Domésticas ganham FGTS e indenização por demissão

Projeto que regulamenta os direitos e deveres da categoria foi aprovado ontem por deputados, mas emendas ainda serão votadas na semana que vem

Por bferreira

Rio - A Câmara dos Deputados aprovou ontem o projeto de lei complementar que regulamenta os direitos e os deveres do empregado doméstico. Entre eles, seguro-desemprego, indenização por demissão sem justa causa, conta no Fundo de Garantia do Tempo de Serviço (FGTS), pagamento de horas extras, adicional noturno e seguro contra acidente de trabalho.

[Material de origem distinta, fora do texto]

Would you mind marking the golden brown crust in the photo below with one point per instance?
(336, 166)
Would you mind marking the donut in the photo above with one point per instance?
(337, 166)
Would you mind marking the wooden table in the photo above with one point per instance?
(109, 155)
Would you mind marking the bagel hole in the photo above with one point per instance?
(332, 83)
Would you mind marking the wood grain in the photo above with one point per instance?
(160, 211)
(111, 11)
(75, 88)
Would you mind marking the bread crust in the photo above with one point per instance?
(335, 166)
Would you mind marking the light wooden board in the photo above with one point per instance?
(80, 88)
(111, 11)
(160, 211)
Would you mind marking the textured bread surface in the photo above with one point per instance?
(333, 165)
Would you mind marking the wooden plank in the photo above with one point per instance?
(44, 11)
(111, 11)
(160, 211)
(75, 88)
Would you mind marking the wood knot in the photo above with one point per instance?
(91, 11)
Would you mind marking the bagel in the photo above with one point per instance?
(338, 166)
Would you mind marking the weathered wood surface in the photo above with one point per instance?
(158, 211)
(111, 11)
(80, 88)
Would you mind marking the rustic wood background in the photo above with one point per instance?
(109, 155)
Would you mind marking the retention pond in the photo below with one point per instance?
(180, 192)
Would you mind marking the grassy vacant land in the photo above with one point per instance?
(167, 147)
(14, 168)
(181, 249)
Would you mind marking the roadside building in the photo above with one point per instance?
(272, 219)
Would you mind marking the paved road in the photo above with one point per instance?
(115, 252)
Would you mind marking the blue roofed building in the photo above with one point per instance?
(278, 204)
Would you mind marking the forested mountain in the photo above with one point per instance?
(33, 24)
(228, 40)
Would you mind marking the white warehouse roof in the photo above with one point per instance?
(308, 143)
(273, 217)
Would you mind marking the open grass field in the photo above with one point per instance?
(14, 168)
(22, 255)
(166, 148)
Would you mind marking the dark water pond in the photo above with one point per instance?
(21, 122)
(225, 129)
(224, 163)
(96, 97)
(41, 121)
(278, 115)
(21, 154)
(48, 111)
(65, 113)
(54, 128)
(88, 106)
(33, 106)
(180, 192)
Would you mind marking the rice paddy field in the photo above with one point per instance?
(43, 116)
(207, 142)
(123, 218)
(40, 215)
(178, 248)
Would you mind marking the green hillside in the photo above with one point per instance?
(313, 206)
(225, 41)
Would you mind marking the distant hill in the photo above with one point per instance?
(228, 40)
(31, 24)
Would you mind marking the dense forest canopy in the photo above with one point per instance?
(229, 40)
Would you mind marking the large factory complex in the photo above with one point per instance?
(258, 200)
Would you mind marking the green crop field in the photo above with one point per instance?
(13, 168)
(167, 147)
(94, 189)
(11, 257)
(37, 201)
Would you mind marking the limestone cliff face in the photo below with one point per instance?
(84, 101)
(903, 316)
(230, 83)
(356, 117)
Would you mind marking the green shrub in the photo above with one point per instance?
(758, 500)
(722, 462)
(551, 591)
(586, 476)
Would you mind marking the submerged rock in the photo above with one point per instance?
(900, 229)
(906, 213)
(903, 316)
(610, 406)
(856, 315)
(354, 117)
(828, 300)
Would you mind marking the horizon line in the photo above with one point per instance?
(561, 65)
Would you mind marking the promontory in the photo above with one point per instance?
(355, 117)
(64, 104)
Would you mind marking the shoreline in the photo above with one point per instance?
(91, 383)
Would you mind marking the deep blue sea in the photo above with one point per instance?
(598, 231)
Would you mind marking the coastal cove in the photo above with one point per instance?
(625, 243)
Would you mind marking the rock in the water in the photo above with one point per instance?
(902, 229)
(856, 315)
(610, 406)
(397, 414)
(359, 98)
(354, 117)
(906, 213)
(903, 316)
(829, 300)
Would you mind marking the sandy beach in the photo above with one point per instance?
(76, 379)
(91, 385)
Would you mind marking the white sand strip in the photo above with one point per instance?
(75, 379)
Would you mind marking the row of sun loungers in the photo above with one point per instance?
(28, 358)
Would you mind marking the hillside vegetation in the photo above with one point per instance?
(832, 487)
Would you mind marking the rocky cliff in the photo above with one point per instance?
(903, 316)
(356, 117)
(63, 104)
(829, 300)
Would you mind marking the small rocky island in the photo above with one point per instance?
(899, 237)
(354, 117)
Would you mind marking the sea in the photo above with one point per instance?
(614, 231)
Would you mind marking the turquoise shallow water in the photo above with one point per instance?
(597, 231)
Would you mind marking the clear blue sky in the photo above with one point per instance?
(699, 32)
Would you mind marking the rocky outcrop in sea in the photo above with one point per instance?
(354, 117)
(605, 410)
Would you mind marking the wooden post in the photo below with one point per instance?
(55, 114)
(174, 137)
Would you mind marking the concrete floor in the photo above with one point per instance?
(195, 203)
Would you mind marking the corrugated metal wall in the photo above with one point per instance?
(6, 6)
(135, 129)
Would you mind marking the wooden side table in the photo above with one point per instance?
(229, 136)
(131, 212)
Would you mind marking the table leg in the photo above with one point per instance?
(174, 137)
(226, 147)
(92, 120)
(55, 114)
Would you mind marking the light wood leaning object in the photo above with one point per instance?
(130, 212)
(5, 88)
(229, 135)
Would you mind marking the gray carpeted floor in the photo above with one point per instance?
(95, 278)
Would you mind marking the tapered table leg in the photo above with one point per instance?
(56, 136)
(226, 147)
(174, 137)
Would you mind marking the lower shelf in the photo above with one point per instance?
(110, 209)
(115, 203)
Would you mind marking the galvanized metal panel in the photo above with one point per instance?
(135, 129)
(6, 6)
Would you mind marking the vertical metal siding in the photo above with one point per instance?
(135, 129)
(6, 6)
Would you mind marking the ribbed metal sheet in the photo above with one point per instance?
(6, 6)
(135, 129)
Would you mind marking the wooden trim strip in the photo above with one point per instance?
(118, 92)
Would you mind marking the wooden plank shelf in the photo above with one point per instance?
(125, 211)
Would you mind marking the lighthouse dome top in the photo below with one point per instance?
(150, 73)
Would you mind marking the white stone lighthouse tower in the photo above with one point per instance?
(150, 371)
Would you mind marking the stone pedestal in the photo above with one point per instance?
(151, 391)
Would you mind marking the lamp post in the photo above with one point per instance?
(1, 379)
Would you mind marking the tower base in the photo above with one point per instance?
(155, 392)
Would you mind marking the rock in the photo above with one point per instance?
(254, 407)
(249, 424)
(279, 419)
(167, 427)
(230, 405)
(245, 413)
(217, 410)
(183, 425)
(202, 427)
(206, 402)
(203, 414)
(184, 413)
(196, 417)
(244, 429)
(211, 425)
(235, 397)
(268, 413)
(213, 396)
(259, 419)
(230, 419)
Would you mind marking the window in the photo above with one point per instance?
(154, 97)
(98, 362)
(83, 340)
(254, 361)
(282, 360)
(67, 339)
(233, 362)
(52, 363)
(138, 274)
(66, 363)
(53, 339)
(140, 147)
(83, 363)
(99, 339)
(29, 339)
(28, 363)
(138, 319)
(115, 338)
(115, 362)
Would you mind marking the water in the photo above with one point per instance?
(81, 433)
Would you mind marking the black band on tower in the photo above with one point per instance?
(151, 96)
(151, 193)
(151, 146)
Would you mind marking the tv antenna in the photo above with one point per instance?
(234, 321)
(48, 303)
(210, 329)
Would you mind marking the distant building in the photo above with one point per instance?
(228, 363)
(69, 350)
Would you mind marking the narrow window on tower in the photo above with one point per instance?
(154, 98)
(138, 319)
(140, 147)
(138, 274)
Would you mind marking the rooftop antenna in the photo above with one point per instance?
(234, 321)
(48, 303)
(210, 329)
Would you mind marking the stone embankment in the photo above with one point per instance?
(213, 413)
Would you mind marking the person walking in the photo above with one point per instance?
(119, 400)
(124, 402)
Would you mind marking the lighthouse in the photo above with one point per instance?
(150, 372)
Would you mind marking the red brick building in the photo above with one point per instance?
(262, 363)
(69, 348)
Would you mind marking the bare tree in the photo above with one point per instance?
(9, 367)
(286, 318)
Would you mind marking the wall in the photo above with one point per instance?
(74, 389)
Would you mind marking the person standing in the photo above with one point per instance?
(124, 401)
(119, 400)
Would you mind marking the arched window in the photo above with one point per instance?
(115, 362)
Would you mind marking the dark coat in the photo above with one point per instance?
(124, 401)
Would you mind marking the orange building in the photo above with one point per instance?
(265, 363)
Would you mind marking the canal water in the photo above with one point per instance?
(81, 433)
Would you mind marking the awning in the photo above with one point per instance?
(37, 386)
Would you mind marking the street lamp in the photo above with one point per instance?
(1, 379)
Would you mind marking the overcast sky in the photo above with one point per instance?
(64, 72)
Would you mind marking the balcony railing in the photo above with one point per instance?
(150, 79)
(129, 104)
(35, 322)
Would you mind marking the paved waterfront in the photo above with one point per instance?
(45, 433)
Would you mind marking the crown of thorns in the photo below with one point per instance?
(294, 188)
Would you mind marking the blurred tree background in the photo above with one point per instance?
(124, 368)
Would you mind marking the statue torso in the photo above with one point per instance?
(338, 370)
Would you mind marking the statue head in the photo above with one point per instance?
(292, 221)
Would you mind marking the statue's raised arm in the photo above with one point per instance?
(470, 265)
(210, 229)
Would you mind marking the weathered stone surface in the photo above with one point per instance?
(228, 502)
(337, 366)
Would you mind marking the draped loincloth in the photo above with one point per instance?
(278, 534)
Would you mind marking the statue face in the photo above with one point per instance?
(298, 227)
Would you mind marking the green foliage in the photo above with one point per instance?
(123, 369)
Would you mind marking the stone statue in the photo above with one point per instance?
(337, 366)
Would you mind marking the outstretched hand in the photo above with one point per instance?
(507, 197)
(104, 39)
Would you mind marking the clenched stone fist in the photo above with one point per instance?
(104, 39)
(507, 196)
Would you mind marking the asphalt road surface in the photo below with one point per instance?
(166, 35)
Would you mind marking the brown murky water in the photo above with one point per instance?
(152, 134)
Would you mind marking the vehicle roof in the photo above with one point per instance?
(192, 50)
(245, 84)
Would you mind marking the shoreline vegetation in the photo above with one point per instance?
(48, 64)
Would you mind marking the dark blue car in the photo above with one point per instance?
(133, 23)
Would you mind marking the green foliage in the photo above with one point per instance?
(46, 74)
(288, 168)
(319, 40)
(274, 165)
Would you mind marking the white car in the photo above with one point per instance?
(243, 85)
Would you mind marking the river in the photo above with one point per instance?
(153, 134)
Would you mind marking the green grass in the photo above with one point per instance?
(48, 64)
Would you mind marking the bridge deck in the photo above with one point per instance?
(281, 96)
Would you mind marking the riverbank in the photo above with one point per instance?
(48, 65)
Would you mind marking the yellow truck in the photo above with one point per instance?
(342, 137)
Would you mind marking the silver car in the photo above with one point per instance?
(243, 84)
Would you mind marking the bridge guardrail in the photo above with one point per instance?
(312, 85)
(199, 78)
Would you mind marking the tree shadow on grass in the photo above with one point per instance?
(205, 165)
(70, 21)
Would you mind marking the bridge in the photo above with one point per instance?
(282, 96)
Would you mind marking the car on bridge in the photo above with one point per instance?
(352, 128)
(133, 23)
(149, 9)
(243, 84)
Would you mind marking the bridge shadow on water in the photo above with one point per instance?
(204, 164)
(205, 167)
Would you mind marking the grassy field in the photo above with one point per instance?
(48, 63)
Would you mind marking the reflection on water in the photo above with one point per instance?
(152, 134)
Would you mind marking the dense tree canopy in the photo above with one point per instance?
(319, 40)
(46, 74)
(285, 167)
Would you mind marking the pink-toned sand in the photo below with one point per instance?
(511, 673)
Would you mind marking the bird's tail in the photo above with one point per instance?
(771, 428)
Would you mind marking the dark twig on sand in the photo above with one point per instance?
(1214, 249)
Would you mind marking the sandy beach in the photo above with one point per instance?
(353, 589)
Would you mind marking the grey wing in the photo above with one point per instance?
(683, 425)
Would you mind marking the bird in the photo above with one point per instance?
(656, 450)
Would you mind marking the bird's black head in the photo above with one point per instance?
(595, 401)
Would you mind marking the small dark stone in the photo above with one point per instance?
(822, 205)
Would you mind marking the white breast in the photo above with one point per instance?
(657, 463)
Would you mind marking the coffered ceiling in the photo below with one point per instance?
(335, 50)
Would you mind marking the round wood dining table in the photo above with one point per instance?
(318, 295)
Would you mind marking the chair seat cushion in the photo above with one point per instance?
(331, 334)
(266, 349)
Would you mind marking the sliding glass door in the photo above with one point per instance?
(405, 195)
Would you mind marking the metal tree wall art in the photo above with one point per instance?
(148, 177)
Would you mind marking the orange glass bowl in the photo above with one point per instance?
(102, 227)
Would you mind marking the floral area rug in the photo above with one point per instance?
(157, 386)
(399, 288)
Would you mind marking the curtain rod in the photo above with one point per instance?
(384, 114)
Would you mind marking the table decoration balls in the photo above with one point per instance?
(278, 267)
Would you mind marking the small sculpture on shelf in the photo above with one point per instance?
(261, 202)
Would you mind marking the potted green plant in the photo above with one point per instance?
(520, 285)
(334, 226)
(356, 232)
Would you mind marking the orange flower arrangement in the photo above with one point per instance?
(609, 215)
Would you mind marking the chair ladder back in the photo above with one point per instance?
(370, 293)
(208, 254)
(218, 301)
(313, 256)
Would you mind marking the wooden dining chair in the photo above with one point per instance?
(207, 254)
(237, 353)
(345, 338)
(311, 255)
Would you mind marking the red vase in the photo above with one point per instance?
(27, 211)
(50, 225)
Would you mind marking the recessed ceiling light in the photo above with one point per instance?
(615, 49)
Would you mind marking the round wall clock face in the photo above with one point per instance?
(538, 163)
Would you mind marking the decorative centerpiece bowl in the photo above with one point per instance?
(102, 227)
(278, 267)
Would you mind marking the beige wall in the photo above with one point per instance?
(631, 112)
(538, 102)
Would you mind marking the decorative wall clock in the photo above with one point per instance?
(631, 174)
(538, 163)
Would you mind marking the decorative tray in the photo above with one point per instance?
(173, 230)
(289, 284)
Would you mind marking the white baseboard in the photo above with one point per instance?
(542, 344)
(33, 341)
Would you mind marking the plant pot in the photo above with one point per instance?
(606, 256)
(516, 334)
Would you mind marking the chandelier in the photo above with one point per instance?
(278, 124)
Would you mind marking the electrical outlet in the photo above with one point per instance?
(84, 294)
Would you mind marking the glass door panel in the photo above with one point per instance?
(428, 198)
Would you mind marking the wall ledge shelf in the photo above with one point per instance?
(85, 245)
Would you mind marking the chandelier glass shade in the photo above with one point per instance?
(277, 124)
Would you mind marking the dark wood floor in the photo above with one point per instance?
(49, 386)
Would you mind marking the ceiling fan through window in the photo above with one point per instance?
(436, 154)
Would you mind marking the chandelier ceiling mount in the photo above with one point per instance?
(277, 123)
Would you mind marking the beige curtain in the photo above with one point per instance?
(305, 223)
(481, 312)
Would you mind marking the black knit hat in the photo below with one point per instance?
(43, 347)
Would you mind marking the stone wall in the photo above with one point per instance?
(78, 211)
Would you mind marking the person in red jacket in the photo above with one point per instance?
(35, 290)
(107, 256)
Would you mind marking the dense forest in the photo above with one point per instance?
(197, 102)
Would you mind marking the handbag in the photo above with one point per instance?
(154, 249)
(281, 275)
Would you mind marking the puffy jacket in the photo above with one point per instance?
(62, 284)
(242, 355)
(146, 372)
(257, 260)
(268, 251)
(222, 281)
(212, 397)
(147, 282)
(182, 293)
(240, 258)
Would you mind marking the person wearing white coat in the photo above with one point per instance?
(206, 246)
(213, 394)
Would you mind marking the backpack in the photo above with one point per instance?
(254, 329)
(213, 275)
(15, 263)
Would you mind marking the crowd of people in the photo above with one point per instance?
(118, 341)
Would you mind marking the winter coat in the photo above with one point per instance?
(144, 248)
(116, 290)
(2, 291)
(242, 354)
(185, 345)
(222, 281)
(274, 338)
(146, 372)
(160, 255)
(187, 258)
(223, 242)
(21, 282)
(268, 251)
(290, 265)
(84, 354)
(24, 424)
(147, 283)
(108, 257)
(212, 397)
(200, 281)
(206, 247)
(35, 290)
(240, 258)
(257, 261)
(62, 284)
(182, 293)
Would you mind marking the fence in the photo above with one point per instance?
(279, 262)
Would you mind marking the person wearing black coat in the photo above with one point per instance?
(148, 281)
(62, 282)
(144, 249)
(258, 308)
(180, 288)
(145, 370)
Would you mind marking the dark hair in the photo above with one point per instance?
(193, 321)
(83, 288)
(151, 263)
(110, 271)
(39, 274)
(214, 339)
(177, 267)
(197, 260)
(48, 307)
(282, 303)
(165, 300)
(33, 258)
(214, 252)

Com a garantia do FGTS, o patrão passa a ter um custo adicional obrigatório de 8%, relativos ao recolhimento do benefício.

Lei das Domésticas já tinha garantindo jornada de 44 horas semanaisDaniel Castelo Branco / Agência O Dia

Foi ainda colocada em votação, e aprovada, a emenda substitutiva da deputada Benedita da Silva (PT-RJ) que mantém em 12% a contribuição previdenciária do empregador. Ela tinha sido reduzida para 8% no texto aprovado pelo Senado.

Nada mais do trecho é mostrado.